Я говорю об этом моему спутнику. Он удивляется: «Переходящие в замирание чего?» Мы смеемся.

– Сердца! – кричу я. – Сердца! Не говори, что не знаешь этого слова!

Если б не мои постоянно полушутливые интонации, он взял бы меня сейчас на понт, враз дал бы почувствовать себя маленькой глупой девочкой. Еще бы: ведь я москвичка, а он приезжий. (Приемные дети Москвы любят ее еще больше, чем мы, родные, но показывать это считается у них почему-то неприличным. Напротив, приветствуется цинизм.)

Мы подъезжаем к Воробьевым. Я осторожно паркуюсь под каштанами. Народу здесь, как всегда, валом. Отдельным рядком стоят свадебные лимузины, резвятся невесты. Некоторое время мы с ним колдуем над задним сиденьем, вынимая Красотку из люльки. В руке он держит бейсболку, чтобы, как только выйдем из тенистой аллеи на смотровую площадку, залитую светом, надеть ее и пойти, спрятав лицо под козырек, чтобы люди не бросались за автографом.

Во время наших первых встреч я очень боялась появляться с ним в людных местах, боялась резких проявлений звездного шовинизма у простого люда. Но нет, неожиданно для себя я открыла, что он умеет так стушевываться, что его почти никто не узнает.

Самое интересное, Красотка даже не просыпается, когда я вынимаю ее из люльки и пристраиваю в кенгурятник. Все это я делаю не так чтобы очень умело, к тому же ужасно боюсь ее уронить, но она спит, и все тут.

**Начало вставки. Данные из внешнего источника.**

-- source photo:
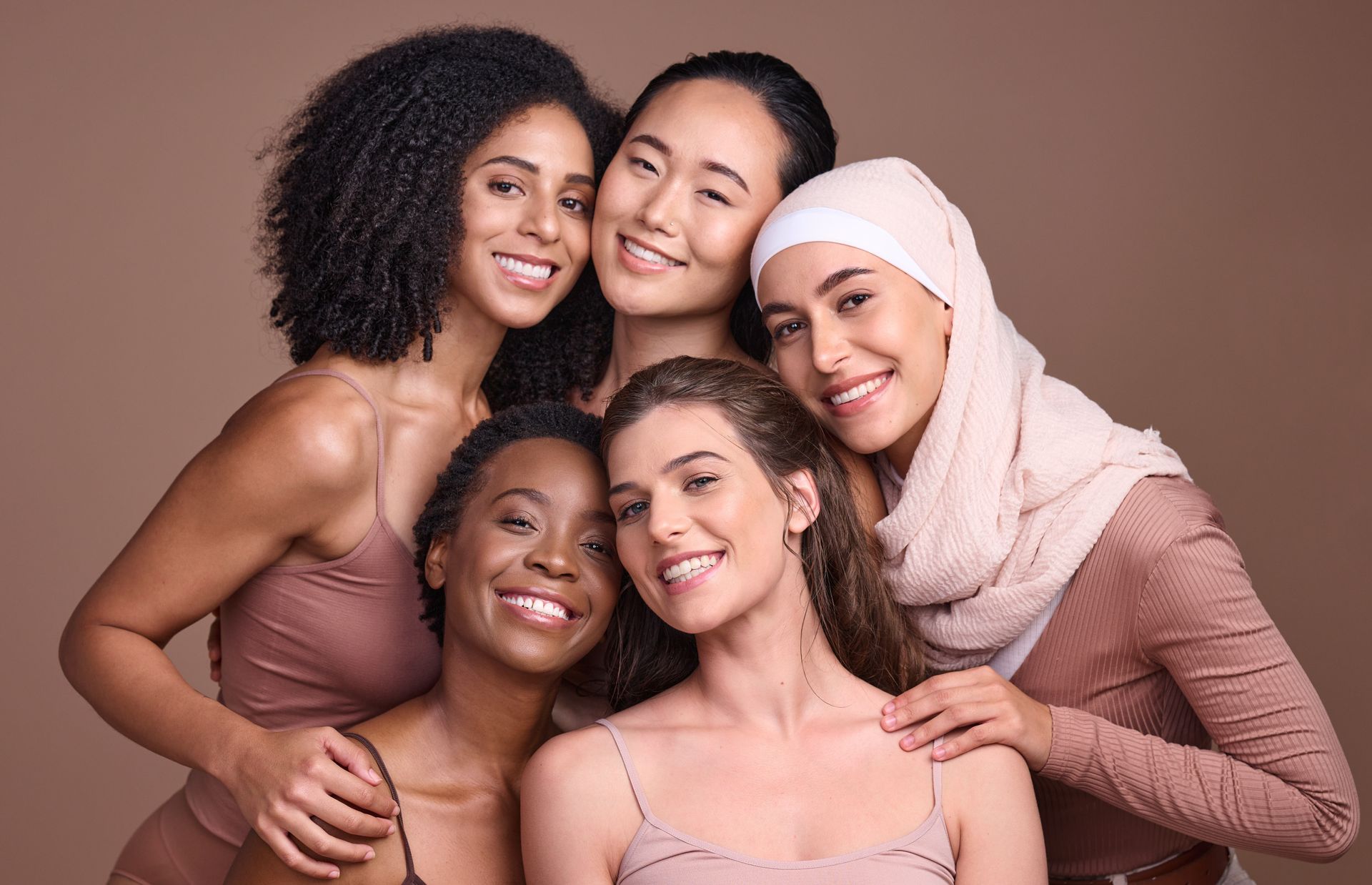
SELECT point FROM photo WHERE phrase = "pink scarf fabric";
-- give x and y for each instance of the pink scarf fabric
(1017, 473)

Затем мы неторопливо выходим на аллею. Навстречу нам празднично плывут смеющиеся пары. Кто-то, всматриваясь, узнает его, поднимается легкое, неуверенное волнение, люди идут, долгое время оглядываясь.

– Пора надевать бейсболку, – говорю я.

Как мне бывает жалко его в такие минуты, что он не может жить так же, как и любой другой нормальный человек. «Такова специфика профессии, – неизменно и невозмутимо отвечает он, – чем работаешь, тем и в люди выходишь».

Как жаль. Неожиданно я обнимаю его за шею и целую. Наши редкие моменты физического контакта всегда застают его врасплох. Сначала он как бы отступает от меня на полшага, затем раскрывается всем вербальным фоном и, повернувшись ко мне с искрящимся молодецким взором, пытается наши целования продолжить. Но нет, мы уже идем дальше. Тот шаг, в течение которого это было возможно, был три шага назад.

К тому же на груди у меня, художественно распустив слюни, спит Красотка. Поняв это с некоторым опозданием, он раздраженно косится на ребенка. Я усмехаюсь, наблюдая за ним. Всегда-то нам что-нибудь мешает.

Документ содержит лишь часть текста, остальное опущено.